Indonesia, tak terelakkan merupakan bangsa yang religius. Setidaknya sebagaimana direkam dalam sila pertama Pancasila: Ketuhanan yang Maha Esa.

Religiositas itu sendiri berimpitan dengan etos spiritualitas masyarakatnya. Namun, sejauh mana dimensi spiritualitas itu mampu memicu kemajuan, terkhusus bidang ekonomi?

Indonesia bangsa yang besar, tetapi kondisinya masih seperti raksasa tertidur. Kita masih berputar-putar di tengah labirin masalah kebangsaan yang kompleks dan nyaris belum beranjak signifikan ke arah negara maju. Kita juga memahami, bahkan mengamini berbagai retorika para pemimpin tentang perlunya percepatan pembangunan. Namun, rupanya ia tak semudah pelaksanaan. Apakah memang bangsa ini ditakdirkan sebagai bangsa yang lemah etos kerjanya, betapa pun "tinggi spiritualitasnya"?

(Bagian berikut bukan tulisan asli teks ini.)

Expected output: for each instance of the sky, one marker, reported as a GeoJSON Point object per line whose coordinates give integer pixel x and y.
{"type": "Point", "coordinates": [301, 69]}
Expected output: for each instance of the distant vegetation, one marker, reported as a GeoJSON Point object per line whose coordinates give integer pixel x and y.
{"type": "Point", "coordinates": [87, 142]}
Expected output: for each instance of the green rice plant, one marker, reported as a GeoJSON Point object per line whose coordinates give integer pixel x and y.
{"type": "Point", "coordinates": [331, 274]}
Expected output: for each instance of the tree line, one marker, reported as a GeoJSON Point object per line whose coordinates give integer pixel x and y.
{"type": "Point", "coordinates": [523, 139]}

Dalam artikelnya "Etos Kerja dan Etos Bangsa" (Kompas, 4/3/1989) dan "Mesu Budi" Berfungsi sebagai Etos yang Berpengaruh (Kompas, 2/10/1983), sejarawan Sartono Kartodirdjo memaknai "mesu budi" sebagai etos yang mencerminkan asketisme intelektual, semacam disiplin mental yang mendasari segala usaha dan pekerjaan. Implementasi "mesu budi" justru terlihat tatkala dia menganalisis etos kerja masyarakat Jepang yang berkembang sejak Restorasi Meiji. Karena "mesu budi" adalah suatu asketisme yang bukan eskapisme alias religiositas yang diekspresikan dengan meninggalkan segala urusan keduniaan, ia justru berfungsi sebagai etos yang sangat besar pengaruhnya pada kehidupan bangsa.

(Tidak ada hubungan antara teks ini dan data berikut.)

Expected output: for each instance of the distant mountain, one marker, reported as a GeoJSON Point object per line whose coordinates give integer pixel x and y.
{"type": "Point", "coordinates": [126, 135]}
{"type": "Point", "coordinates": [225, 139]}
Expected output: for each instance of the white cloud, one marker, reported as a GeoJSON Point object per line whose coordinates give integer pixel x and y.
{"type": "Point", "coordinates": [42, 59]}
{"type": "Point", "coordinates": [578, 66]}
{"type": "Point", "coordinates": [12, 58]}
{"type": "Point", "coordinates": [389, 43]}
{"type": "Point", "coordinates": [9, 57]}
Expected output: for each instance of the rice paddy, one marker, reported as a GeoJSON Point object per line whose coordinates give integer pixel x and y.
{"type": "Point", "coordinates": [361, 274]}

Namun, timbul pertanyaan: kalau "mesu budi" itu semacam asketisme produktif yang dapat disejajarkan dengan "etos Protestan"-nya Weber atau "Religi Tokugawa"-nya Bellah, mengapa tidak ada semacam Restorasi Meiji di Jawa, lebih luas lagi Indonesia? Saya punya hipotesis bahwa, masalahnya, Jawa punya pengalaman lain. Kultur feodal kerajaan-kerajaan di Jawa, pada praktiknya justru dipersubur oleh kolonialisme. Kaum penjajah punya politik yang memecah belah, sehingga dalam mengatasi perlawanan pun kaum penguasa pribumi diadu domba.

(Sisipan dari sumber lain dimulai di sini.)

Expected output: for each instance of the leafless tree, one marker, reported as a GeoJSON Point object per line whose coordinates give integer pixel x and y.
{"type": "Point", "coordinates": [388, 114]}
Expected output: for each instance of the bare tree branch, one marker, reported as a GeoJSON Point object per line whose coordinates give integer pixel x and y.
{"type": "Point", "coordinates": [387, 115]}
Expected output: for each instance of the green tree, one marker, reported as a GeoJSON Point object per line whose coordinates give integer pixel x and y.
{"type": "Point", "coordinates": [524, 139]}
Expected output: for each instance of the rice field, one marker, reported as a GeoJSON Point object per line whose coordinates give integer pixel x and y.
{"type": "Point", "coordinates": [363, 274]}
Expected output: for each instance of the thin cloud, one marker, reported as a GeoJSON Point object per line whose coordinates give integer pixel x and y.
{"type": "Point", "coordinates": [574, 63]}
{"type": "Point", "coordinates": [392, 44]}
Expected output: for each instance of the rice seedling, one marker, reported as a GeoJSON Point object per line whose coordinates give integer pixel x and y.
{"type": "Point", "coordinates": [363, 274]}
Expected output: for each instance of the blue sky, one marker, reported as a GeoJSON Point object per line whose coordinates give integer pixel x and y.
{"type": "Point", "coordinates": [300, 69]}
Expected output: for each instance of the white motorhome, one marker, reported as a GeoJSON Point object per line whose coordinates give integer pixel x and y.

Namun, sangat mungkin ada hipotesis lain, bahkan berkebalikan dengan pendapat saya itu. Bagaimana dengan hal ihwal tradisi Samurai layaknya di Jepang, apakah juga ada di Jawa? Kalau ada, seberapa signifikan? Juga, sejauh mana mentalitas produsen dan kewirausahaannya, apakah dipicu kesadaran religiositas pula? Bagaimana dengan modernisasi, apakah ia timbul secara "mandiri" atau banyak menggantungkan diri pada pihak kolonial dan rezim kelanjutannya?

Pengalaman kita di Jawa atau Indonesia, lain kiranya dengan yang terjadi di Jepang dan Barat. Jepang, menurut Kishore Mahbubani dalam bukunya Can't Asian Think (1998) ialah bangsa Asia paling awal yang mampu mengadaptasi etos bangsa Barat.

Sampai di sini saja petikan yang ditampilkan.